Dall'epoca in cui il dottor Giovanni Sant'Angelo, compromesso in complotti politici, era stato costretto a riparare in Isvizzera, pochi rapporti aveva egli più avuto colla famiglia della sorella. Col cognato, Prospero Lambertenghi, non erano mai andati d'accordo; diversità d'indole e di sentimenti gli aveva tenuti discosti. Quando, dopo sedici mesi da che il Sant'Angelo trovavasi a Ginevra, giunse la notizia che Camilla era morta, rapita in breve tempo da un fiero morbo, ci fu un momentaneo ravvicinamento de' due cognati. Allora nelle lettere, scritte da ambo le parti sotto la impressione di quella sventura, molte cose dolcissime furono dette a proposito della povera bimba, Loreta, che restava a cinque anni senza il conforto amoroso della mamma. Indi tutto cambiò. Da un lato le fortunose vicende di que' tempi, dall'altro alcune brutte voci corse sulla condotta del Lambertenghi, valser, a rimettere un nuovo gelo tra le due famiglie. Come in simili casi avviene? nè dall'una parte nè dall'altra fu più nè desiderato nè tentato un riavvicinamento, I Sant'Angelo avevano udito per mera combinazione di grandi viaggi impresi dal Lambertenghi; avevano vagamente saputo che la giovane sua figlia, uscita da un educandato, s'era data a fare l'istitutrice. Più in là, nulla. Le ultime novelle le avevano ricevute quel giorno per bocca del prete Letterio.

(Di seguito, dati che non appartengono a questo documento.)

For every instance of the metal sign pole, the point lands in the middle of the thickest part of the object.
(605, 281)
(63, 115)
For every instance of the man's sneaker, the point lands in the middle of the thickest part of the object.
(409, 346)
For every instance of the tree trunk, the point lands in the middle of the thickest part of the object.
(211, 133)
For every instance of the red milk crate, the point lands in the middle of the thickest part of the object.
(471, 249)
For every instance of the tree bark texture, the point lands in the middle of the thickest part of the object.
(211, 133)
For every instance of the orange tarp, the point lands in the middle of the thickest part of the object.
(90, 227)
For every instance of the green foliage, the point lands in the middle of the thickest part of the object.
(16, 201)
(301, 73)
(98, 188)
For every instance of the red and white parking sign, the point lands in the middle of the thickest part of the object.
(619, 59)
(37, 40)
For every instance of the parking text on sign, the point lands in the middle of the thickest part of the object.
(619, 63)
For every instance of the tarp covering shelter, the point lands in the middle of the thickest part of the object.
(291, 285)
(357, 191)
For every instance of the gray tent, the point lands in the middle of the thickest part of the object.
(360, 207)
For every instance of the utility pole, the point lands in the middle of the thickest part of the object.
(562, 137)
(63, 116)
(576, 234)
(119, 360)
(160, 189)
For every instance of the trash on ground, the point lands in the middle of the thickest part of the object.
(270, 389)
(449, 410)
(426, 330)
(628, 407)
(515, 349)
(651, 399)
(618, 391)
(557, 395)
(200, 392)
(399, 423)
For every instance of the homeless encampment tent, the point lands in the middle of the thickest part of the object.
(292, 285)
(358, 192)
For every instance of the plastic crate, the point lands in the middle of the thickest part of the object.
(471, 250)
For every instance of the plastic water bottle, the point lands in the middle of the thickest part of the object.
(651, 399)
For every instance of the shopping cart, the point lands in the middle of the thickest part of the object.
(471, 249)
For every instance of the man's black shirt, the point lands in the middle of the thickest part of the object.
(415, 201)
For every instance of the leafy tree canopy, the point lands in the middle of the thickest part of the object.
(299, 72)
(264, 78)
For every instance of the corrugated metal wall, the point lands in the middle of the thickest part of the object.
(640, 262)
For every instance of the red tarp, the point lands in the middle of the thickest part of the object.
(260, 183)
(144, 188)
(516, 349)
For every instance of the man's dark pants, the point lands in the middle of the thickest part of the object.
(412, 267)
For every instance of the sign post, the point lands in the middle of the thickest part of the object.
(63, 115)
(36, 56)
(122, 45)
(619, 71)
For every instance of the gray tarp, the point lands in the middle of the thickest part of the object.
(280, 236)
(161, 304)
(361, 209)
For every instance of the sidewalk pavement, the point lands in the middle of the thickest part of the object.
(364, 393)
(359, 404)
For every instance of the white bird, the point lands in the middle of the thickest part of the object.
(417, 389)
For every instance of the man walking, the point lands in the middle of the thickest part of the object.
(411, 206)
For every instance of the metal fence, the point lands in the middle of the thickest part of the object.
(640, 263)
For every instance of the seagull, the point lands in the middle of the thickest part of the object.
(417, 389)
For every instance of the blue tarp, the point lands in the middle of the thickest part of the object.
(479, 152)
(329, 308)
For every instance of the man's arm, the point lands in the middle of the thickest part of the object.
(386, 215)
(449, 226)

Dopo un lungo silenzio, la signora Sant'Angelo tornò a mormorare, come a conclusione di tutto ciò che le era ripassato nella mente:
–Povera creatura, povera creatura!
–Eh! – fe' il prete con un profondo sospiro, – sarebbe un'opera ben meritoria il porgere una mano a questa sventurata!..
Il professore, serio, colle dita sprofondate nel suo barbone, guardava fissamente la madre come per leggerle sul viso ciò ch'ella pensava.
Poi ad un tratto:
–Potendolo fare! – disse a mezza voce. – Potendolo… sicuro!